Should I write a Series.histogram that calls numpy.histogram and returns a new Series of counts indexed by bins?
In : s = Series(randn(100))
In : counts, bins = np.histogram(s)
In : Series(counts, index=bins[:-1])
...would be accomplished by...
which would accept at the arguments that np.histogram accepts (e.g., choosing bins manually, specifying number or range of bins, etc.).
The proposed method doesn't save all that much typing, but it would help users discover this convenient way of storing a histogram. Proceed?
What you are proposing is basically this
(I am not sure what is a better result in any event)
In : s.groupby(pd.cut(s,10)).count()
(-2.955, -2.419] 1
(-2.419, -1.889] 2
(-1.889, -1.359] 2
(-1.359, -0.829] 8
(-0.829, -0.299] 24
(-0.299, 0.231] 21
(0.231, 0.761] 15
(0.761, 1.291] 14
(1.291, 1.821] 10
(1.821, 2.351] 3
That's new to me. Not sure which output is more valuable for whatever users would do next.
yours more friendly for plotting
cut is NaN friendly (not sure if np.histogram is)
@jreback cut returns string row labels, right?

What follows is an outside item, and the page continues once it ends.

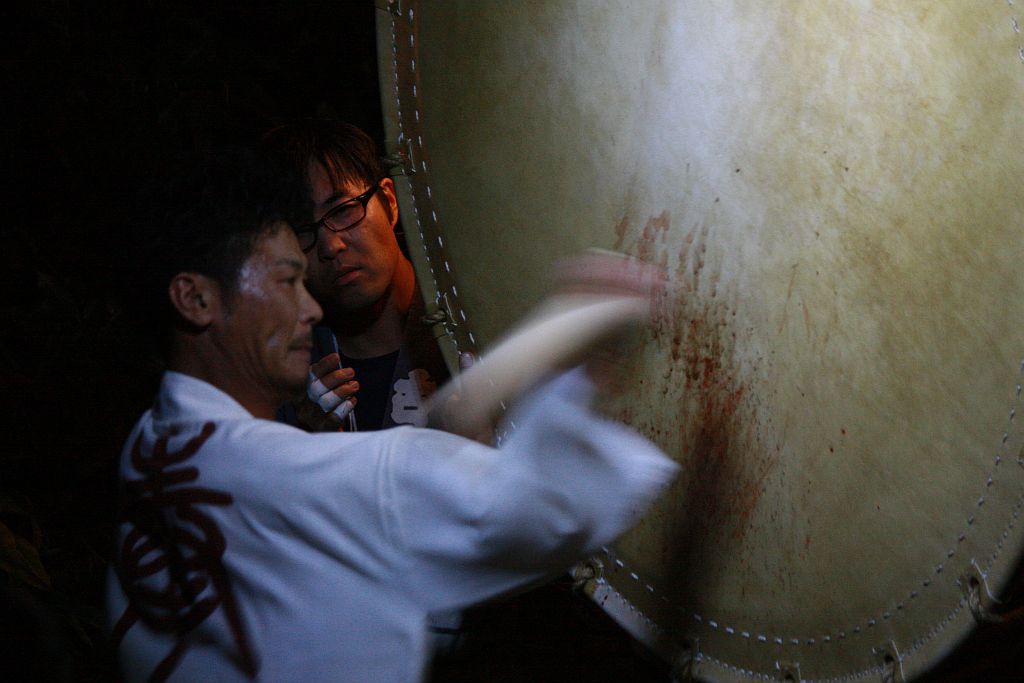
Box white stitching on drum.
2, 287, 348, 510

it returns a Categorical which has both labels and levels
would this be more useful as a top level function instead of a method?
np.histogram is not nan friendly
I think an instance method on series is about right (but maybe using groupy and cut as above)

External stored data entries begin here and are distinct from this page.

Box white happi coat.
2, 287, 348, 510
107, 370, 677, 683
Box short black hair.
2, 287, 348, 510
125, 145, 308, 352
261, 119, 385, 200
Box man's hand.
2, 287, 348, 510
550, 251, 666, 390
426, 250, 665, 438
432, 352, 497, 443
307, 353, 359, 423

I don't have strong feelings about this. It's certainly easy to work around, but I really hate working with Categoricals.
problem is np.histogram doesn't like nan
maybe just drop em anyhow
or u can just get the bins from cut
cat, bins = cut(s, 10, retbins=True)
s = Series(cat.values, index=bins[:-1], name=cat.name)
not sure if name should be there...
confusing having different hist and histogram methods... perhaps this could be an argument (bins) to value_counts ?
This is pretty easy, pr on the way, will also add more functionality to Series.value_counts which was never updated from pd.value_counts.